# My Little Wine Garden...



## BDKS (Feb 27, 2009)

And I mean little. I ordered a few plants to add to the yard. Last year was my first veggie garden. I am adding some fruit this year. Hopefully I can grow enough cuttings in a few years to make some wine.






Delivery Estimate: 03/31/09 - 04/07/09... Are the here yet???? 

Hansen's Bush Pie Cherry Tree







Apache Blackberries


----------



## Scott (Feb 27, 2009)

Mmmm them look so good, wine, pies, ice cream toppins, crisp..........


Happy planting


----------



## gaudet (Feb 27, 2009)

Wish I had the space to plant a bunch of blackberries, alas we have to go out and pick them from the park and the woods. A buddy of mine bought about 20 muscadine vines and a lot of blackberry vines and plans on planting them soon. He has about 10 acres of land and the space to do what I'd like to. But I'll help him with the planting. And hope he offers up some of the fruits. Enjoy the plants Bobby.


----------



## grapeman (Feb 27, 2009)

Good luck with the fruits of your labor. Hope they start bearing relatively young for you. It's hard to wait tooo many years to get a crop- sort of like waiting years for a good wine to age!


----------



## NorthernWinos (Feb 27, 2009)

Congratulations...Hope your babies arrive safe and sound....
This is only the beginning....
Now you will need bird netting too.

Your Hansen's Bush Cherries look just like the SandCherries we grow and make wine with....Very nice. Just made a batch of SandCherry Wine and added some Zante Raisins...going to be really good.
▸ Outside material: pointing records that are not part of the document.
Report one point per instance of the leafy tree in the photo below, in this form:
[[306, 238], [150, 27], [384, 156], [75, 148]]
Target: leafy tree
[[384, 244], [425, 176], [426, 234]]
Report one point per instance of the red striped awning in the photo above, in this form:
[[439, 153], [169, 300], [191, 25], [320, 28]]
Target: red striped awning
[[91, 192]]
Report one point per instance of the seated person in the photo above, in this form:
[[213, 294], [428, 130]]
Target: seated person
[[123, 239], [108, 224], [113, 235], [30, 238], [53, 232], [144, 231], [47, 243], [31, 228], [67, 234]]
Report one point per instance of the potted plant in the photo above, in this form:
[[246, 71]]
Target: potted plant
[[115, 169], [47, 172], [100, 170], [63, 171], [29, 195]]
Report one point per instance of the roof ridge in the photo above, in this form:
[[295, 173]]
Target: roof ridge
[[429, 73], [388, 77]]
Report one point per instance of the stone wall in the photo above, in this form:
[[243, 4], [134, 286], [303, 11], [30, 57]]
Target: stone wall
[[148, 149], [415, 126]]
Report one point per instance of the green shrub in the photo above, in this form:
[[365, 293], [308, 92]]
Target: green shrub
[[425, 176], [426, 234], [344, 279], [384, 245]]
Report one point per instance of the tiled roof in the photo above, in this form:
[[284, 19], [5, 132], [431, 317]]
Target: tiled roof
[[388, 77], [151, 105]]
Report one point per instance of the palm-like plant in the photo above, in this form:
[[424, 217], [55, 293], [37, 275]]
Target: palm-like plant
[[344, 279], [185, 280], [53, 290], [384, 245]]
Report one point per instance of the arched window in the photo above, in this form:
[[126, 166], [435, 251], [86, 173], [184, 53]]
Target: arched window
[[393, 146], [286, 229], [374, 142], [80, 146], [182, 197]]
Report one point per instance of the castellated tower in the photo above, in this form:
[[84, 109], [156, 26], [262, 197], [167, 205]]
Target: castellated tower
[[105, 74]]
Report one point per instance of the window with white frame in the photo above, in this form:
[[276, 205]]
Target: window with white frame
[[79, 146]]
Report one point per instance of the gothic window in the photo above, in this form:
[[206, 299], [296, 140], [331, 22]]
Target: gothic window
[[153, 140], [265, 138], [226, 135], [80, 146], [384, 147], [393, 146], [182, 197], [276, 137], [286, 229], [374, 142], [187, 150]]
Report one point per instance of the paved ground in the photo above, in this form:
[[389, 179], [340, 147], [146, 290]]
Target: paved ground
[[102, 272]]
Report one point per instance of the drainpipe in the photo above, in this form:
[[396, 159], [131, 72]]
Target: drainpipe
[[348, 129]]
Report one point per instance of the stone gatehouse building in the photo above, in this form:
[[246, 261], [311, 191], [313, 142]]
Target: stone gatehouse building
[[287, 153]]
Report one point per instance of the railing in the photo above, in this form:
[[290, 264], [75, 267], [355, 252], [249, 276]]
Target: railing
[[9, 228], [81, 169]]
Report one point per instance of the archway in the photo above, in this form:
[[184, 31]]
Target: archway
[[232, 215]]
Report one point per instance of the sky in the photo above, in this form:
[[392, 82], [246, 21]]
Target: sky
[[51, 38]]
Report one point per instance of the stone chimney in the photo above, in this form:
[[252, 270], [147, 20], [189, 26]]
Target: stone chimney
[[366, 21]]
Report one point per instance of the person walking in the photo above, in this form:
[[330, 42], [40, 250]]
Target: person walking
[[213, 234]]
They taste like a mild ChokeCherry, but are much larger fruits and easier and more rewarding to pick.....

The birds will plant many new plants for you...everywhere.
I mulch ours with straw and the mice have planted many new plants too...in clusters coming up from under the straw.

They are great little bushes and will produce by next year....
Enjoy!!!!


----------



## BDKS (Feb 27, 2009)

Northern Winos said:


> Congratulations...Hope your babies arrive safe and sound....
> This is only the beginning....
> Now you will need bird netting too.
> 
> ...



Wish I had more room. I had 5 acres at the previous house. I did not garden. Now I have a city lot. Maybe in a few years, at least land is still cheap here. Would like to expand veggies and try grapes.


----------